Categorie: Attualità

Università: in Italia disuguaglianze sociali e pochi investimenti

L’Italia presenta un grande ritardo nell’istruzione universitaria, che non valorizza la conoscenza e che penalizza significativamente chi proviene da contesti socio-economici meno favorevoli.
E’ quanto emerge dal XVII Rapporto Almalaurea 2015 su Profilo e Condizione Occupazionale dei laureati”, presentato Giovedì 28 maggio all’all’Università degli Studi di Milano Bicocca nell’ambito del Convegno
“I laureati tra (im)mobilità sociale e mobilità territoriale”.
Sono molti i punti cruciali che denotano una difficoltà congenita dello Stato italiano nell’ambito dell’istruzione ed una conseguente sofferenza a livello occupazionale.
A cominciare dal basso numero di immatricolati e laureati, che si somma ad una grande mobilità di studenti dal Sud al Centro-Nord italia.
Questo fenomeno è legato ad un sistema di redistribuzione delle risorse che favorisce alcuni Atenei a discapito di altri.
Le risorse dovrebbero essere allocate seguendo alcuni criteri;
Qualsiasi azione finalizzata a valutare e premiare gli atenei, deve considerare il ritardo nei livelli di scolarizzazione delle famiglie e di apprendimento dei giovani, che è differenziato sui territori.
Il contatto tra Università e mondo del lavoro è un’altra questione spinosa emersa dall’indagine. Valutando la performance occupazionale dei laureati, AlmaLaurea rileva le difficoltà riscontrate dai neolaureati nella fase di inserimento nel mercato del lavoro, a cui si accompagna tuttora un ridotto assorbimento di lavoratori ad alta qualificazione da parte del sistema produttivo e fenomeni di brain drain crescenti all’aumentare del livello di istruzione.
Il fenomeno è spiegato dalla parallela situazione culturale della classe manageriale e dirigente italiana, troppo legata ai contesti informali di selezione del personale e al modello di “impresa familiare” che persiste come formula aziendale più utilizzata.

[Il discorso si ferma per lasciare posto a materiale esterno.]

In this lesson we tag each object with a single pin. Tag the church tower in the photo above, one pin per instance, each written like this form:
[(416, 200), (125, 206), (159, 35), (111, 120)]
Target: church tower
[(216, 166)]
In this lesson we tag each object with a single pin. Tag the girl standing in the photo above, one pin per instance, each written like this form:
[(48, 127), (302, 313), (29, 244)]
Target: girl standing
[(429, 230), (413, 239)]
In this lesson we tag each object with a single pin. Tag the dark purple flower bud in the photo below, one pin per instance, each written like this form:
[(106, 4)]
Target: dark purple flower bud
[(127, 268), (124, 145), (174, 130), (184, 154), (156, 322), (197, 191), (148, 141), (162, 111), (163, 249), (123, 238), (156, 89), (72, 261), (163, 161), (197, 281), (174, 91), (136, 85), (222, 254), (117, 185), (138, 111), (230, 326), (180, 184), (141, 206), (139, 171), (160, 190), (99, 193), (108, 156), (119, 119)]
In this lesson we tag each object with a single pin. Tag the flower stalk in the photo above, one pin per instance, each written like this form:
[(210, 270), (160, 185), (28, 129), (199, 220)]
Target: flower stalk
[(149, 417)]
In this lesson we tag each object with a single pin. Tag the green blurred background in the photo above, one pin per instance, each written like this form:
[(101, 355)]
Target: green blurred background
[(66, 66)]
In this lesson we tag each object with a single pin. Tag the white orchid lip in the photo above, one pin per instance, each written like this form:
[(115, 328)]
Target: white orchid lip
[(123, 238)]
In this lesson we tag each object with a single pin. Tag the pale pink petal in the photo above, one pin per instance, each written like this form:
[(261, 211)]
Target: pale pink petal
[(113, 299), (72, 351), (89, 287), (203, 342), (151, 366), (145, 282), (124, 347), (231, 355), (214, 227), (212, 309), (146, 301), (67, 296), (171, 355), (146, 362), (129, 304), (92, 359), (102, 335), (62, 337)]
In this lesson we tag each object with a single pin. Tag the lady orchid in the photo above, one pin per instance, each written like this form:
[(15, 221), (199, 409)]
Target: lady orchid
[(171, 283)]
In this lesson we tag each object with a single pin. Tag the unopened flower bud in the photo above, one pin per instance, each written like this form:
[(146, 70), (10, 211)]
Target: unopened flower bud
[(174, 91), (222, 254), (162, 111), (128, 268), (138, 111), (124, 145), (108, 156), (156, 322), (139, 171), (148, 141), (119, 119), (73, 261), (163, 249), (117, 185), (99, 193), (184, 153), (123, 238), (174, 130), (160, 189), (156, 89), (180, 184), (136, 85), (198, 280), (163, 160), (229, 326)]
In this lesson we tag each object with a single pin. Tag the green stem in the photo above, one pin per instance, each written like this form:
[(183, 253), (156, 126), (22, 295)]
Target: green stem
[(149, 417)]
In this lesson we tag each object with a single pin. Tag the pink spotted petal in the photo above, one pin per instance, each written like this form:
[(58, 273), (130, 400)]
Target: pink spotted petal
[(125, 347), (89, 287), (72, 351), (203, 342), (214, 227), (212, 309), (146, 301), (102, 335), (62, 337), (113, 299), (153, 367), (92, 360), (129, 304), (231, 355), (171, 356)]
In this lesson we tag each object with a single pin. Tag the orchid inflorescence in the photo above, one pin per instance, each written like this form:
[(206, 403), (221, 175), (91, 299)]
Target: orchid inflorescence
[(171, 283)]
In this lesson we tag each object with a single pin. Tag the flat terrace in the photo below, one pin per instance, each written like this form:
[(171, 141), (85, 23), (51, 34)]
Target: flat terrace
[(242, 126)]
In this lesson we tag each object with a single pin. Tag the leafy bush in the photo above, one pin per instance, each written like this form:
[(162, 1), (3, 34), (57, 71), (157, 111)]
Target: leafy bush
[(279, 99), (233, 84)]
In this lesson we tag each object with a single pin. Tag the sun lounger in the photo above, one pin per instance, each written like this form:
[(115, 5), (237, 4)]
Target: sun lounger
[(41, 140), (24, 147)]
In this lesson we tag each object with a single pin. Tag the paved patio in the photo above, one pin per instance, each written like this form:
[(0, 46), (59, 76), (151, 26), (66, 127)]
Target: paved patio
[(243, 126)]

In questo modo, si ostacola la crescita delle risorse scolarizzate e professionali.
Se gli esiti occupazionali ad un anno dalla laurea (sia triennale che specialistica e a ciclo unico) sono leggermente migliori rispetto al resto, la tenuta del lavoro negli anni resta un punto negativo che fa crescere i dati sulla disoccupazione e favorisce la mobilità delle risorse o verso il Centro-Nord italiano o verso l’estero (7%).
Gli investimenti per l’istruzione rappresentano forse il nodo cruciale della questione, che se rapportati agli altri paesi OCSE evidenziano delle grosse lacune.
Infatti il costo per un laureato italiano è circa la metà di altri Paesi europei come Francia, Germania, Spagna e Svezia e una percentuale ancora bassissima, appena il 22%, di giovani laureati tra i 25 e i 34 anni.
Questa politica porta a squilibri e disparità molto forti anche nell’ingresso lavorativo: anche se la laurea rimane uno strumento utile per trovare lavoro rispetto ai diplomati, è evidente che i laureati provenienti da contesti familiari e sociali svantaggiati hanno più difficoltà di inserimento, retribuzioni molto più basse e sono esposti a lavoro precario e irregolare, entrambi in crescita.
A testimonianza di ciò, si rileva che la zona del Paese in cui si è studiato pesa molto di più sulle possibilità occupazionali della regolarità negli studi e che la famiglia di origine determina ancora fortemente il successo formativo e lavorativo. Ciò vuol significare che è molto probabile che lo studente, dopo essersi laureato in una zona più favorevole dal punto di vista dell’Istruzione, quasi 8 volte su 10 trova lavoro nella stessa zona, aumentando in solo colpo, non solo il divario di scolarizzazione tra il suo territorio d’origine e quello dove va a studiare, ma anche la polarizzazione della forza lavoro professionale, che si stanzierà sempre negli stessi territori, gli stessi dove ci sono gli Atenei più “meritevoli”. Un circolo vizioso dal quale è necessario uscire se si vuole ripartire.